I have read a bit on the LODMAP diet. The sources I read said soy milk was OK but your list doesn't include it. Today I have tried to stick to LODMAP low foods (just had lunch). My stomach still started hurting with gas pains. I only eat plant-based foods so maybe I'm still having too many vegetables? I had stir fried rice with red peppers, carrots and onions for lunch. Now I see that onions aren't good but my stomach already hurt a bit before eating so not sure that did it. I also had some soy milk in my oatmeal and morning cocoa.

I know it was the quinoa that set me off so I'll avoid it in the future. I usually eat beans and lentils and lots of fruit and vegetables every day without problems so this is just a matter of dealing with this acute period of pain.

What over-the-counter medicines are useful? I've stopped taking the charcoal pills and have something else at home called Gastop which is simethicone.


----------



## annie7 (Aug 16, 2002)

yes, there is a lot of conflicting information about fodmap diets. plus some people find that certain fodmaps aren't a problem for them. that's why it helps to keep a food diary. if a fodmap food doesn't bother you, than go ahead and eat it. some people find that quantity matters--they can tolerate a smaller amount of some fodmaps but not a large quantity of it.

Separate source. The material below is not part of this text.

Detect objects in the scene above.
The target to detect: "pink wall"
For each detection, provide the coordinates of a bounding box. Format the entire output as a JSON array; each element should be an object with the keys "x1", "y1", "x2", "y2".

if soy milk doesn't bother you, then go ahead and drink it. onions may or may not bother you--they don't bother me. takes a lot of experimenting.

yes, simethicone does help some people. i don't know what otc meds and supplements are available in israel....some people find that eating a product called beano is helpful. it's sort of a digestive enzyme that you take before you eat a food that you think could cause problems. some people find that peppermint pills or peppermint oil help with gas and pain.

there's more advice here on the board about otc meds and supplements for gas--check out the "even more symptoms" section on the forum list--the gas board/flatulance/bloating board. or you could post your own topic about it either in that section or on the general discussion board.

i hope you have a good gastroenterologist to help you with all this. sometimes abdominal pain can be caused by spasms in the colon. an antispasmodic medication can help with that. ask your doc.


----------



## Melissa W. (Apr 19, 2015)

Thanks Annie. I haven't seen a gastroenterologist because my doctor said they would want to put a tube up my nose and into my stomach to see what's going on. No thanks on that! Also, I've been MUCH better since adopting a plant based diet. It's just this acute situation I'm in now that I'm trying to get over. Nothing on the Lodmap list usually causes me problems. The only things that irritate me are barley and quinoa, the latter being very bad.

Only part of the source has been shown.